The Nauglers have 11 children. Eleven.
How many Nigerians do you think they would need to be milking to supply their family with milk? If all three of their does were in milk at the same time (and that’s iffy indeed), that would yield a whopping three quarts of milk per day, not even a gallon, at a maximum.
In addition, the figures on dairy goat production assume that the goats are actually fed.
“Free-range” in Nicole’s vocabulary means “we just turned them loose and they roam all over the place, including into the neighbor’s property and eat whatever the hell they want.”
Let me explain something about dairy animals. They make milk for their babies, like most mammals do. We have selectively bred them, over the centuries, to produce more milk than their babies actually need, and we take the excess. Making milk is really hard on a dairy animal. If you’ve ever been or known a lactating mother (breast-feeding), then you know they can eat an enormous amount of food and not gain any weight. It takes a lot of energy to make milk.
Those little goats might make enough milk by “foraging” to feed their babies, but they simply are not going to make enough for anyone else.
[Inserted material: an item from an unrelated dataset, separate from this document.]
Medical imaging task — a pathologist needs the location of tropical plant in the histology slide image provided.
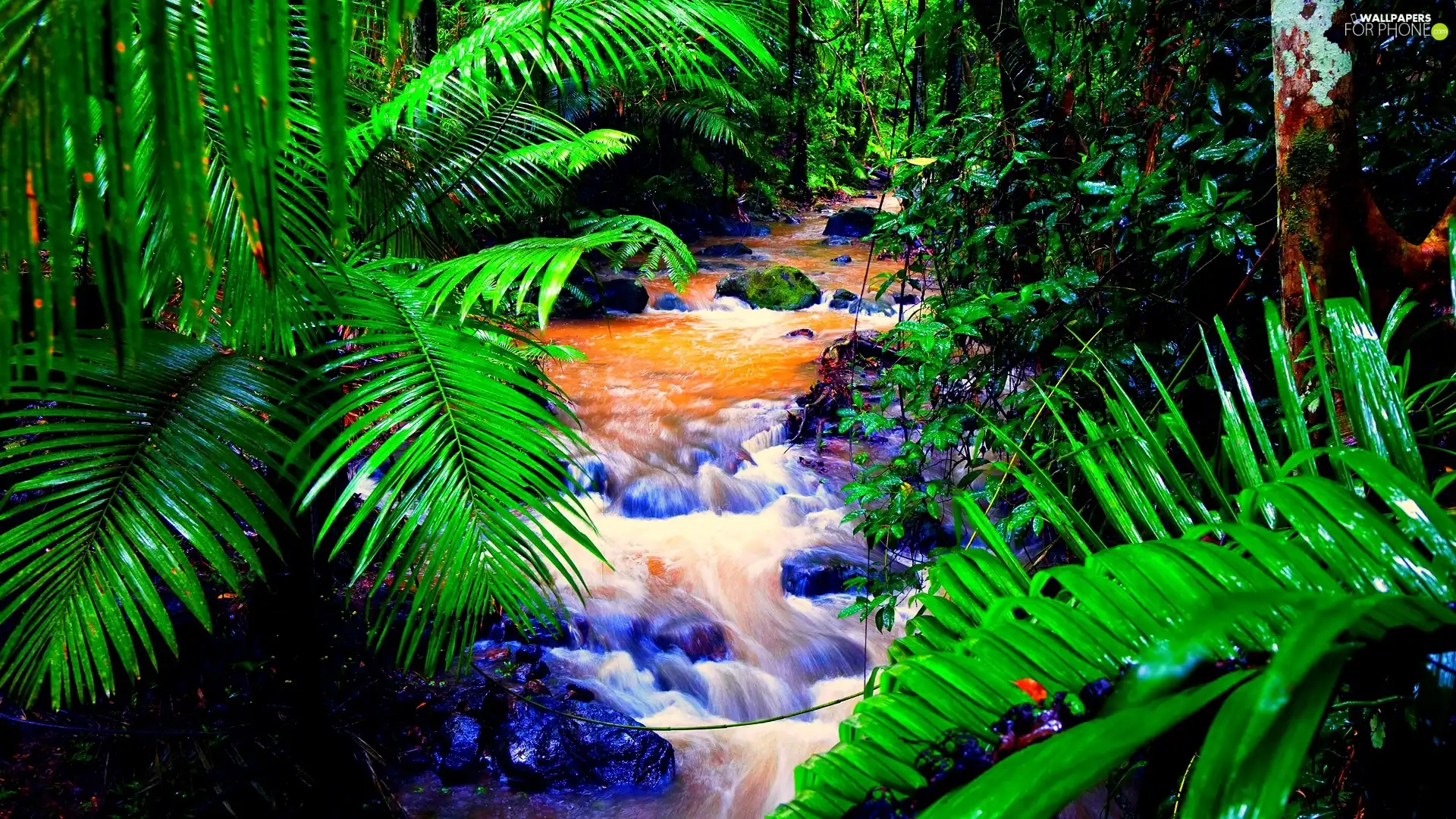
[774,299,1456,817]
[0,0,769,705]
A dairy cow, for example, produces about 5 to 8 gallons of milk daily. She eats something in the neighborhood of 30 pounds of hay or grass daily. This is about six or so times as much as non-lactating cow. She has an enormous udder. She’s also bony and looks skinny. A healthy dairy cow has ribs you can literally see.
Contrast her with the beef cattle you often see as you drive down the road. They are huge animals, with lots of muscle, but hardly any udder at all. That’s because nobody bothers with their milk except the calf.
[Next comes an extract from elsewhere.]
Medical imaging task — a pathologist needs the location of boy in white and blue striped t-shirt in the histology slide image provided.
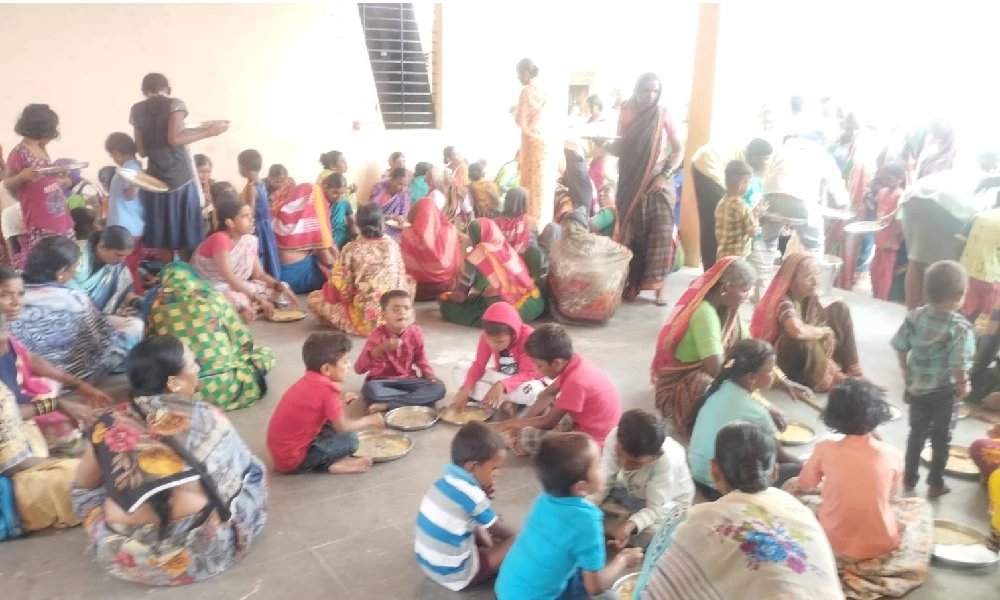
[413,421,516,591]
It’s the same way with dairy goats. They’ve been highly bred to give massive amounts of milk (for their size), and they require high-octane fuel to do it. Oatmeal is not high-octane food. There is almost nothing to “forage” on in Kentucky in the dead of winter. This winter is a little odd because it’s unseasonably warm, but still. . .
I suppose it’s better than nothing, which is what I think they’ve had up to now.
And one other thing, Nicole has claimed that they “make cheese” from the goat milk. This made me laugh. It’s possible that they took their little pint of milk and stirred in a little vinegar and heated it and got some curds. Maybe. But they didn’t make cheddar cheese or anything even close.
One of the best reasons to milk a cow (not goats) is cheese. And cream. You can’t make butter from goat milk without going to a whole lot of trouble. The fat particles are very small and it’s more or less homogenized naturally. You don’t have to stir the cream up before you drink it. If you have a whole lot of goat milk to waste, it’s possible to churn just the milk but you’d get only a small amount of butter for your trouble.
And good cheese is hard to make without at least five or six gallons at a pop, and that’s minimum. I know you can find little kits online that purport to let you make cheese with only a gallon or two of milk, but it’s very, very hard to do that. The reason is that the temperature of the milk has to be regulated precisely and with small amounts it fluctuates easily. Professional cheesemakers use large stainless steel vats holding hundreds of gallons of milk, hence raising the temperature by two degrees, for instance, is easy to control. That’s much harder to do with only a gallon of milk.
Doing anything like that on the Naugler kitchen stove (cinder blocks) is laughable.
These folks are not living sustainably by raising goats. This is one of their myths.